On Thursday, when the coalition troops crossed into Iraq, the KSE-100 index raced up by 61 points and gained another 84 points on Friday so as to take the weekend level at 2,550 points — highest in six weeks. But the third session on Monday, saw shares creep back by nearly 20 points. Is there a method in this madness?
There looks to be. For what everyone was betting on was a ‘short and swift’ end to the war. In his morning report of Monday, analysts at Arif Habib Securities said: “Developments over the weekend have clearly poured some cold water that the war might be swift and short. On the other hand, events of the last 24 hours indicate there could be a lot more casualties and surprises ahead.” The analysts said that buyers in Pakistani stocks, like the other world bourses, were trading on the hopes of a quick US victory. In most Asian markets, the optimism that had swept at the start of conflict had deflated.
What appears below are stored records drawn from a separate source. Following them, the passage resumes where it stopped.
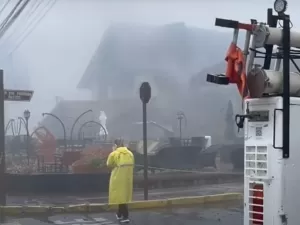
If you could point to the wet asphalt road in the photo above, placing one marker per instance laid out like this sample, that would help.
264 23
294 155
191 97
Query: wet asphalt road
226 214
138 195
212 215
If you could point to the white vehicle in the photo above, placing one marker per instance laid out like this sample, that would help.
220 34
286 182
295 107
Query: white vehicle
271 120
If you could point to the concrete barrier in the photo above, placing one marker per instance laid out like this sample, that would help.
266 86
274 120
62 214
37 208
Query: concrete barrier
37 211
98 183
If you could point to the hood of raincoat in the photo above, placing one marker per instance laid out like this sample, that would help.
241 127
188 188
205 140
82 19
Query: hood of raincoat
122 149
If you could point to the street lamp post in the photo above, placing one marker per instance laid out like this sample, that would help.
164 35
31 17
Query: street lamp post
180 117
75 122
8 125
62 124
26 115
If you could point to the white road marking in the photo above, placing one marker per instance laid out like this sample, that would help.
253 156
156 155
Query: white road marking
100 219
89 221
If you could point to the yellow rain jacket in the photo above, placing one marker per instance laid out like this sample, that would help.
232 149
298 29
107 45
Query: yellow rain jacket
121 162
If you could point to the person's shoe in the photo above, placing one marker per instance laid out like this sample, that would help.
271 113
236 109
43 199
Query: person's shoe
124 221
118 217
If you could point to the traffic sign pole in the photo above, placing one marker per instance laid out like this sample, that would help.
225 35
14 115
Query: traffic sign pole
145 95
2 144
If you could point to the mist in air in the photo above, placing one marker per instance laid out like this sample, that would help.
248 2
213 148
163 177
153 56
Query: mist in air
52 56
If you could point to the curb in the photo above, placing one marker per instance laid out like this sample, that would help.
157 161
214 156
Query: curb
22 211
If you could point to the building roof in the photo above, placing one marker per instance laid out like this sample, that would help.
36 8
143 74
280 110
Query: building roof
172 49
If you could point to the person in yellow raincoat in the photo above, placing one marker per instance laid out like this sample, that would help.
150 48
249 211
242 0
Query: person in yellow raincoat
121 163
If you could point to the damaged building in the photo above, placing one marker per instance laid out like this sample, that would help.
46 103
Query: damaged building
172 58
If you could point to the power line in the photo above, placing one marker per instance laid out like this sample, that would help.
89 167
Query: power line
13 19
34 26
6 20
In an earlier report, Mohammad Sohail, head of research at the InvestCap, observed that the behaviour of oil and stock markets was not something unique. Similar sentiments were observed in the Gulf War also when equities rebounded as soon as the war began.
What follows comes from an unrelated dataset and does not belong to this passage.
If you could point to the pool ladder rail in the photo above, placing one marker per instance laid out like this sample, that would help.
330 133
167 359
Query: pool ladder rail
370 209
“The latest war on Iraq — if it remains short — is likely to have some positive implications on the local economy in the shape of continuation of fund inflows from expatriate Pakistanis,” he said. Also the analyst thought that the forex trading was not expected to post major surprises. “With 11 months of import cover, the concern of mounting oil bill is not likely to affect the prevailing dollar-rupee parity of Rs58.80 in the inter-bank market,” he said. But as news of stiff Iraqi resistance filtered in, crude price in the Far East had begun to rise in early morning trade on Monday, sending out signals of concern to most Asian economies, including Pakistan. “With Pakistan producing only 15 per cent of the total oil demand of the country, a higher crude price in international market means rising energy prices here,” Sohail said.
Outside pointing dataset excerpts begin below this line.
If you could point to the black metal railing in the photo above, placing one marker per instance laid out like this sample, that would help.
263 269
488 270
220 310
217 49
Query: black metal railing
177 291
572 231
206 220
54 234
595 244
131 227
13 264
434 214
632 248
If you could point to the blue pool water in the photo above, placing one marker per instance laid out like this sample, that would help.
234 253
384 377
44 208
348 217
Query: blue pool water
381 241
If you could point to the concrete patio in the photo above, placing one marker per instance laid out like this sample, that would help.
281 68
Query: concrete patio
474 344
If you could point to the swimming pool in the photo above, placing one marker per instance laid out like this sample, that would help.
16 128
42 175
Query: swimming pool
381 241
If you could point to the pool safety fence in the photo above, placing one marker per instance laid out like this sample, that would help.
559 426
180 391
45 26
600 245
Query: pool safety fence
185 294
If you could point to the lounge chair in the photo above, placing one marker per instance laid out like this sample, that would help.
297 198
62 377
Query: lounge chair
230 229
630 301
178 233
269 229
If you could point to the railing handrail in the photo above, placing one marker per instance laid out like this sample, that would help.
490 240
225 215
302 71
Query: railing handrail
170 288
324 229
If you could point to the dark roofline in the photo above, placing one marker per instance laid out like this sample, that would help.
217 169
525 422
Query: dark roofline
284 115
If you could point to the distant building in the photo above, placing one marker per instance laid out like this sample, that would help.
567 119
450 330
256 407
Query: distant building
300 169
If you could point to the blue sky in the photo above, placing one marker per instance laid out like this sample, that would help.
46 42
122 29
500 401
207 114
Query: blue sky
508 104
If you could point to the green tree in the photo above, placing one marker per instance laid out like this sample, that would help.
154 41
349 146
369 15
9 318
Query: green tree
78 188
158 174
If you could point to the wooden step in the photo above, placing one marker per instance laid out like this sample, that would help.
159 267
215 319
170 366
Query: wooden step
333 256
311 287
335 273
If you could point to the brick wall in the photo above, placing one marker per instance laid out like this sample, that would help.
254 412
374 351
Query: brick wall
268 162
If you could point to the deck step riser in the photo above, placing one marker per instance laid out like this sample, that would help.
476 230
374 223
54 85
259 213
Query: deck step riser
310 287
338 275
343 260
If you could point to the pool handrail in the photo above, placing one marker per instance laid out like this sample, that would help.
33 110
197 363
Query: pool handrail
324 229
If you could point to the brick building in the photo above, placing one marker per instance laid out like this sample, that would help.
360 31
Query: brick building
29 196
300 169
He observed that stock prices of the PSO, the Pakistan Oilfields and the Shell had already rallied in recent months.
“With global oil prices remaining volatile, share prices of these stocks will also show swings in local bourses,” the analyst said, adding that depending upon the fate of future oil prices, those stock would eventually settle down.
Iffat Zehra Mankani, head of research at IP Securities, traced the behaviour of oil prices in the world markets since the break out of hostilities. It is the moot point, Iraq being the world’s seventh biggest oil exporter with exports of 1.8 billion barrels per day under the UN supervision, before the current war began.
“Investors are only hoping to see it as a quick war and the question mark now is about when it is going to end,” said Ms Mankani. She observed that the longevity of the conflict would give further knee-jerk reactions to the already ailing world economy.
“The sensitivity of the area, being used as the battlefield, may lead to a rapid rise in oil prices, which might plunge the world economy into deep recession,” worried the analyst.
So for the moment everyone seems to be keeping one eye on the price of Brent crude oil in the world market and the other on the prices of stocks.